L'approbation de l'EMAS est une réussite très importante et cela accordera la permission pour la dissémination des résultats au sein du marché Européen avec un consensus. Un grand nombre de partenaires parmi ceux qui ont proposé WOMAN-II appartiennent au conseil de l'EMAS ce qui renforce la forte collaboration entre WOMAN et EMAS. Le consortium WOMAN est en train de planifier de présenter le projet WOMAN aussi à l'IMS (International Menopause Society) pour promouvoir un vrai standard international.

Les résultats obtenus en WOMAN sont à présent "à porter sur le marché". Un petit nombre de développements futurs est requis pour appliquer avec succès les solutions développées dans le contexte de WOMAN au marché Européen. Dans ce sens, l'activité plus importante à porter à fin est la validation des produits et des services WOMAN parmi un groupe complet d'utilisateurs Européens.

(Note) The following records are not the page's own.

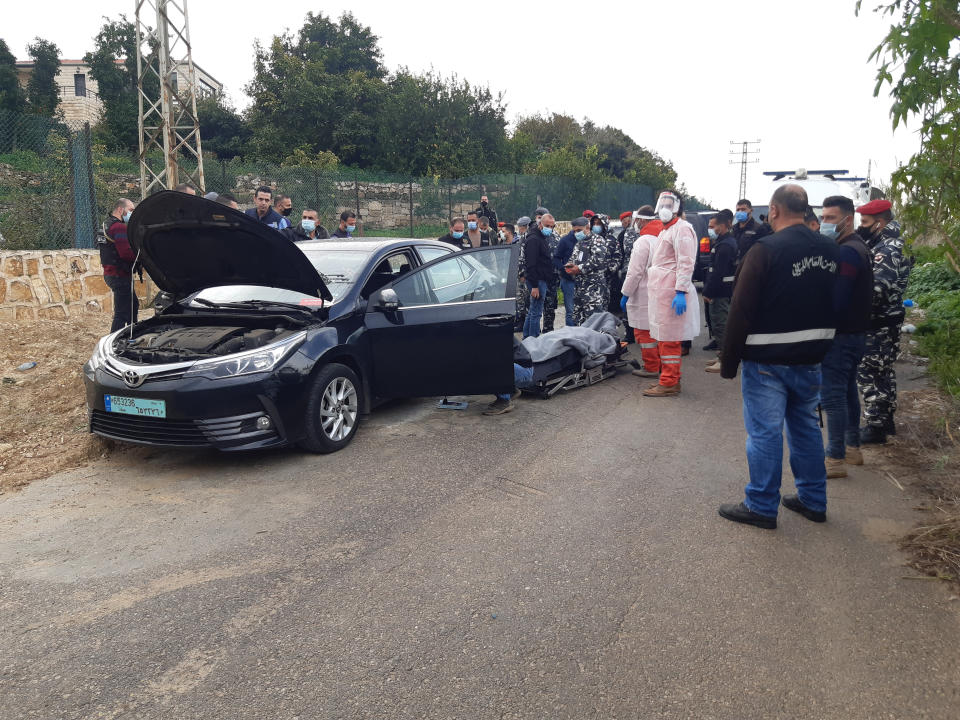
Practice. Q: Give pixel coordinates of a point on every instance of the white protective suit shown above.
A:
(671, 269)
(635, 283)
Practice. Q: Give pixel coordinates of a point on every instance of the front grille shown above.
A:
(219, 432)
(161, 431)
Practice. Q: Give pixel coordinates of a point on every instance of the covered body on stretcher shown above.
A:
(572, 357)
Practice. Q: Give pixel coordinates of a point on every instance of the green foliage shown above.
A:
(12, 96)
(223, 131)
(113, 64)
(42, 91)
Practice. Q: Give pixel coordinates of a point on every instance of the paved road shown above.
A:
(563, 561)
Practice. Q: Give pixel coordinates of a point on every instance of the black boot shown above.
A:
(873, 435)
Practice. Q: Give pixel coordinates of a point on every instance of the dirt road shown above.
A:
(562, 561)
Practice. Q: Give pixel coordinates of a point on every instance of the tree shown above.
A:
(321, 90)
(440, 127)
(42, 91)
(922, 45)
(113, 64)
(12, 96)
(223, 130)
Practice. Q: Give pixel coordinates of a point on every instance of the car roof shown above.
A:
(369, 245)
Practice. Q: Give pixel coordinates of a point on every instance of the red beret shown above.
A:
(874, 207)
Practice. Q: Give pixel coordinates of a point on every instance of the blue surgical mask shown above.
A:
(829, 230)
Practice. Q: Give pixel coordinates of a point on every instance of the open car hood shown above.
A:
(188, 244)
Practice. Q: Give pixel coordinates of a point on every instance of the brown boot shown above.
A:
(854, 456)
(662, 390)
(836, 468)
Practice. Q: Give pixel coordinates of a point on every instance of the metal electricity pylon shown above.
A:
(167, 89)
(746, 158)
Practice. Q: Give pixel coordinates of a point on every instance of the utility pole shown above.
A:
(747, 157)
(167, 88)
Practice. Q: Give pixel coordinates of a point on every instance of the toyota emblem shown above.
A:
(132, 379)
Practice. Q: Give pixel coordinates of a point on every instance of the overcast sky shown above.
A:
(683, 78)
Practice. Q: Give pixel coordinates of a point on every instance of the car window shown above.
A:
(389, 269)
(460, 278)
(429, 254)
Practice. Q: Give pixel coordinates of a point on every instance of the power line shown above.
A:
(748, 156)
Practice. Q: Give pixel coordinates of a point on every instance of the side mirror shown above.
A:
(389, 302)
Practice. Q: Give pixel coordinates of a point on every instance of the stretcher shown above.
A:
(573, 368)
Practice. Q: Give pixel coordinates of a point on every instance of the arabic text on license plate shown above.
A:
(135, 406)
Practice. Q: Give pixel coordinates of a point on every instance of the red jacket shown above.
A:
(120, 262)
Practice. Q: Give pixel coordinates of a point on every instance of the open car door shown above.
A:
(447, 327)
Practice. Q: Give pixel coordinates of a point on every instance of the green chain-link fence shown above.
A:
(57, 185)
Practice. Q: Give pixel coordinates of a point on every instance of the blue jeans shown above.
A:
(521, 376)
(569, 288)
(839, 396)
(531, 325)
(772, 395)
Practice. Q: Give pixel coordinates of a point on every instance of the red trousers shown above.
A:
(648, 350)
(670, 355)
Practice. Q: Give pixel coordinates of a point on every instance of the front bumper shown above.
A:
(225, 414)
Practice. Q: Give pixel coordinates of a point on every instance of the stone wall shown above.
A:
(54, 284)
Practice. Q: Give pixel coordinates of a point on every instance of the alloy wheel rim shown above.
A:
(338, 409)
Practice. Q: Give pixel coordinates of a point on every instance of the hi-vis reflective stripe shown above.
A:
(796, 336)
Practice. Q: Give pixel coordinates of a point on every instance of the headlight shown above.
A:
(246, 363)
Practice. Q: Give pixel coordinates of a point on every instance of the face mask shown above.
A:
(829, 230)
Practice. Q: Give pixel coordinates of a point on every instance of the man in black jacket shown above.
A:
(536, 248)
(718, 289)
(747, 230)
(782, 322)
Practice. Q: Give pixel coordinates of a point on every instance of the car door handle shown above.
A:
(494, 320)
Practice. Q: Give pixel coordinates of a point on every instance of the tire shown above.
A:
(333, 409)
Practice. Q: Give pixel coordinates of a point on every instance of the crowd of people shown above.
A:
(807, 309)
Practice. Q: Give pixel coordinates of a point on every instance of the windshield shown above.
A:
(339, 268)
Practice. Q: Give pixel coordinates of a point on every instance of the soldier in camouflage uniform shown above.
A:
(593, 260)
(876, 377)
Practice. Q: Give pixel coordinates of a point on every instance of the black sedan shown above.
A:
(269, 343)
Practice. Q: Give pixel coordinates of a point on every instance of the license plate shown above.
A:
(135, 406)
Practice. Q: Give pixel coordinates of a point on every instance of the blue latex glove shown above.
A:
(679, 303)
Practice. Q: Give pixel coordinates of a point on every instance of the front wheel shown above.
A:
(333, 409)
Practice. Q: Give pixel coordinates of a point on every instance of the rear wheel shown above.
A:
(333, 409)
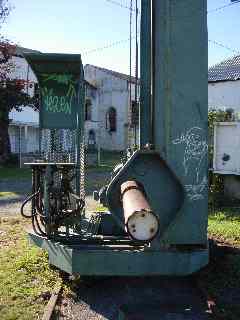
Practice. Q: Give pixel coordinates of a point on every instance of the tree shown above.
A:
(12, 91)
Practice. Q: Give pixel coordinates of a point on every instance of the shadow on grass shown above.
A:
(221, 279)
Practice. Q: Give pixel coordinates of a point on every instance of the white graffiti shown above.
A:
(195, 153)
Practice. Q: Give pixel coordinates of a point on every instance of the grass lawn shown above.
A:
(222, 276)
(108, 160)
(26, 281)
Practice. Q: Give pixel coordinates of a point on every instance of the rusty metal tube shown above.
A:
(140, 221)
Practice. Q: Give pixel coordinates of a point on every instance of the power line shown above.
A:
(224, 46)
(108, 46)
(222, 7)
(119, 4)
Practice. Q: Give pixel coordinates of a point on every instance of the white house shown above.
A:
(111, 121)
(224, 93)
(108, 111)
(224, 85)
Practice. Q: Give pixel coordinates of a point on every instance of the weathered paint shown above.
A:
(226, 157)
(95, 260)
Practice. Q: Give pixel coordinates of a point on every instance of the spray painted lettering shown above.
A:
(58, 103)
(195, 153)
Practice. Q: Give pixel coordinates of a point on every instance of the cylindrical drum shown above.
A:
(141, 222)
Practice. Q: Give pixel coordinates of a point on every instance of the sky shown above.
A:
(80, 26)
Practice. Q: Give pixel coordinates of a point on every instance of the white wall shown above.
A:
(224, 94)
(24, 72)
(113, 92)
(27, 115)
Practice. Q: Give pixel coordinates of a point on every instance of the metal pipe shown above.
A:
(140, 221)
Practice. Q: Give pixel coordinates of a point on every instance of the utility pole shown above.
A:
(136, 76)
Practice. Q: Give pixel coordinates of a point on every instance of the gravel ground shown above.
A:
(162, 298)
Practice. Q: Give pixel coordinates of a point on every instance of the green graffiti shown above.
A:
(59, 78)
(57, 104)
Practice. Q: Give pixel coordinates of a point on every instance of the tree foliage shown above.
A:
(13, 92)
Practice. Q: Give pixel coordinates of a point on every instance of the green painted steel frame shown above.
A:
(115, 262)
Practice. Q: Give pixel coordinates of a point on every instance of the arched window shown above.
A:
(111, 120)
(91, 138)
(88, 109)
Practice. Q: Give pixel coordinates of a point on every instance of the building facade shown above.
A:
(109, 113)
(112, 121)
(23, 128)
(224, 85)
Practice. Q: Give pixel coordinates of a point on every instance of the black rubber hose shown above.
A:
(25, 202)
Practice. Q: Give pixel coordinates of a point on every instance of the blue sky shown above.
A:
(78, 26)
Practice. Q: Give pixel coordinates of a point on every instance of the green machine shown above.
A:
(157, 199)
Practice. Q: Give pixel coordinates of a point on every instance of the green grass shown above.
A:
(222, 275)
(7, 194)
(13, 173)
(26, 281)
(225, 226)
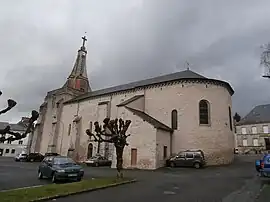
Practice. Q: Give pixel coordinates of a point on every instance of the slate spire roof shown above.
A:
(78, 78)
(259, 114)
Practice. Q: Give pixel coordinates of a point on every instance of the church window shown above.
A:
(204, 112)
(164, 152)
(230, 118)
(174, 119)
(77, 86)
(69, 129)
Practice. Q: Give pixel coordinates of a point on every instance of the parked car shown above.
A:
(51, 154)
(188, 158)
(21, 157)
(98, 161)
(34, 157)
(265, 166)
(59, 168)
(259, 162)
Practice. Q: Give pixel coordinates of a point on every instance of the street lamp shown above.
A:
(62, 136)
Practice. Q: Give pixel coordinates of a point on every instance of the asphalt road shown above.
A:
(237, 182)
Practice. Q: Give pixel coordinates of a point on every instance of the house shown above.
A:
(252, 132)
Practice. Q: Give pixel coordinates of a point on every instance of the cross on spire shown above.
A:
(84, 40)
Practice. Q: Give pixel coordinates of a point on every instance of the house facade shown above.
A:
(169, 113)
(252, 132)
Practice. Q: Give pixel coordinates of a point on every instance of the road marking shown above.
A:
(22, 188)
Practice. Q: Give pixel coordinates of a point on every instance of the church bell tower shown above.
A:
(78, 78)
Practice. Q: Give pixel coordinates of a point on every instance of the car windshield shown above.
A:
(63, 161)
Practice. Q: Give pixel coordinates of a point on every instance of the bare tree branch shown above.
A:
(115, 132)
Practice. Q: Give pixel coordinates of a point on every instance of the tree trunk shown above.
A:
(119, 161)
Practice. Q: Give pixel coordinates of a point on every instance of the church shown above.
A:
(169, 113)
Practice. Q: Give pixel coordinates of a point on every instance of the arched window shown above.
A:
(204, 111)
(174, 119)
(230, 118)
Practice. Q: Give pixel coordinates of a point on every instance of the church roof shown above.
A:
(183, 75)
(150, 119)
(259, 114)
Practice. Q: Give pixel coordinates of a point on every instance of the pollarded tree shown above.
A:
(113, 131)
(7, 129)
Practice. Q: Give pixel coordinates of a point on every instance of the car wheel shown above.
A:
(54, 178)
(197, 165)
(172, 164)
(40, 176)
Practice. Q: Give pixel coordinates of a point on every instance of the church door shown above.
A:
(133, 157)
(90, 151)
(267, 143)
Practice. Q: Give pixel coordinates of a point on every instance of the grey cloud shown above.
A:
(130, 40)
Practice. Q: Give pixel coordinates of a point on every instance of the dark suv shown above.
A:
(35, 157)
(188, 158)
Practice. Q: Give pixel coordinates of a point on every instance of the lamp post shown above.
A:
(62, 136)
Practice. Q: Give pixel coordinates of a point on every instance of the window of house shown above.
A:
(265, 129)
(204, 112)
(230, 118)
(189, 155)
(174, 119)
(254, 129)
(244, 142)
(255, 142)
(69, 129)
(164, 152)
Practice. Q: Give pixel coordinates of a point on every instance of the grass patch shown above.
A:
(54, 190)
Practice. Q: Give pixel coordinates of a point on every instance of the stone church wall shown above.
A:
(216, 140)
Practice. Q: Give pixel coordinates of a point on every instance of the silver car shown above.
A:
(21, 157)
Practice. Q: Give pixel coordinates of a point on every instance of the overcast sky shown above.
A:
(130, 40)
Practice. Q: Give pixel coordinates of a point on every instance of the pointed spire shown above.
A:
(78, 78)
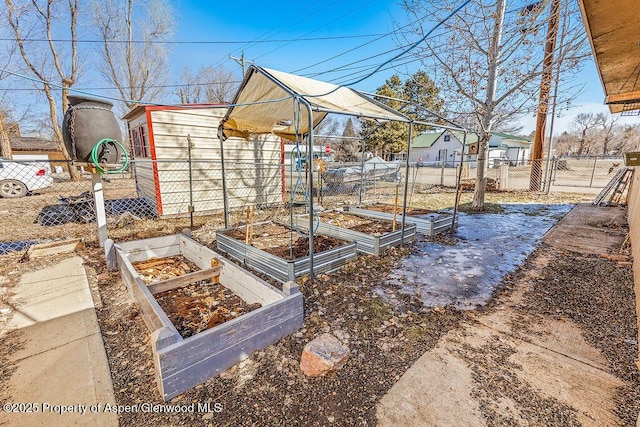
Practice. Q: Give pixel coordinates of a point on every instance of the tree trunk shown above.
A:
(488, 108)
(481, 176)
(5, 144)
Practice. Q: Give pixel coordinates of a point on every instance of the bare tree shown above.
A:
(30, 16)
(5, 143)
(211, 85)
(134, 55)
(607, 132)
(584, 127)
(487, 60)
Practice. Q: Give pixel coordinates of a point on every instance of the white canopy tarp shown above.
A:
(268, 102)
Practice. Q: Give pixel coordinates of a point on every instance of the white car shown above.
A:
(19, 178)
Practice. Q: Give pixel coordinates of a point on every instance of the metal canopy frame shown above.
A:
(302, 99)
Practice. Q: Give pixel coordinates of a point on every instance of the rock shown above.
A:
(230, 373)
(104, 277)
(324, 354)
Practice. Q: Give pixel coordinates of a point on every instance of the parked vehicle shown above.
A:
(19, 178)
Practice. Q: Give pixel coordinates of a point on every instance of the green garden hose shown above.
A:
(96, 161)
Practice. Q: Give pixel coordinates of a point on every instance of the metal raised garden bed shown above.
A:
(279, 268)
(367, 243)
(427, 226)
(182, 363)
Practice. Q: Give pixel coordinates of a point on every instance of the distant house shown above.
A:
(436, 148)
(33, 148)
(518, 148)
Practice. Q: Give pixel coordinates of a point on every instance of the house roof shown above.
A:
(425, 140)
(32, 143)
(512, 137)
(137, 110)
(612, 28)
(265, 103)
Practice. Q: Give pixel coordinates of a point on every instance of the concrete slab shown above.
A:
(548, 357)
(436, 391)
(582, 230)
(59, 363)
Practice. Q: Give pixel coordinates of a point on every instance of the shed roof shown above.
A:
(512, 137)
(265, 103)
(32, 143)
(612, 28)
(425, 140)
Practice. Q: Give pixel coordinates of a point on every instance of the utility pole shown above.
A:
(239, 61)
(543, 104)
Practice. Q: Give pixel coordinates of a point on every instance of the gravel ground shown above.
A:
(269, 388)
(598, 295)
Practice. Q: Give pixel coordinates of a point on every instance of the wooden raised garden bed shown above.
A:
(373, 236)
(276, 251)
(223, 312)
(427, 222)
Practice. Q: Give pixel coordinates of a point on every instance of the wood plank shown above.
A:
(198, 358)
(241, 282)
(151, 312)
(178, 282)
(150, 243)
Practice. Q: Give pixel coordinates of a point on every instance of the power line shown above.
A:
(354, 36)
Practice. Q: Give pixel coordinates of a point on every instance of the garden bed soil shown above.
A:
(196, 307)
(158, 269)
(380, 207)
(201, 306)
(357, 223)
(277, 240)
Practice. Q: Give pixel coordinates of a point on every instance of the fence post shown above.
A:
(225, 202)
(98, 199)
(552, 170)
(190, 181)
(504, 177)
(593, 171)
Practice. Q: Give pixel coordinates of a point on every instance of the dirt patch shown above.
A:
(201, 306)
(158, 269)
(268, 388)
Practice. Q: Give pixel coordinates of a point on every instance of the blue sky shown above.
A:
(261, 20)
(288, 20)
(359, 33)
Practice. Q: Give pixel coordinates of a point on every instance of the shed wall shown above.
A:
(253, 168)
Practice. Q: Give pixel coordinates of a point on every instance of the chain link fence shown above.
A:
(40, 202)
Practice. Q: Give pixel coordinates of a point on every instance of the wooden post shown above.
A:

Le Consortium vise à obtenir un premier avantage compétitif par rapport aux compétiteurs américains et la possibilité de surmonter les barrières pour une exploitation réussie. Le travail auquel il faut faire face est l'adaptation, accord, personnalisation et amélioration des résultats WOMAN disponibles à présent vers les besoins des utilisateurs Européens.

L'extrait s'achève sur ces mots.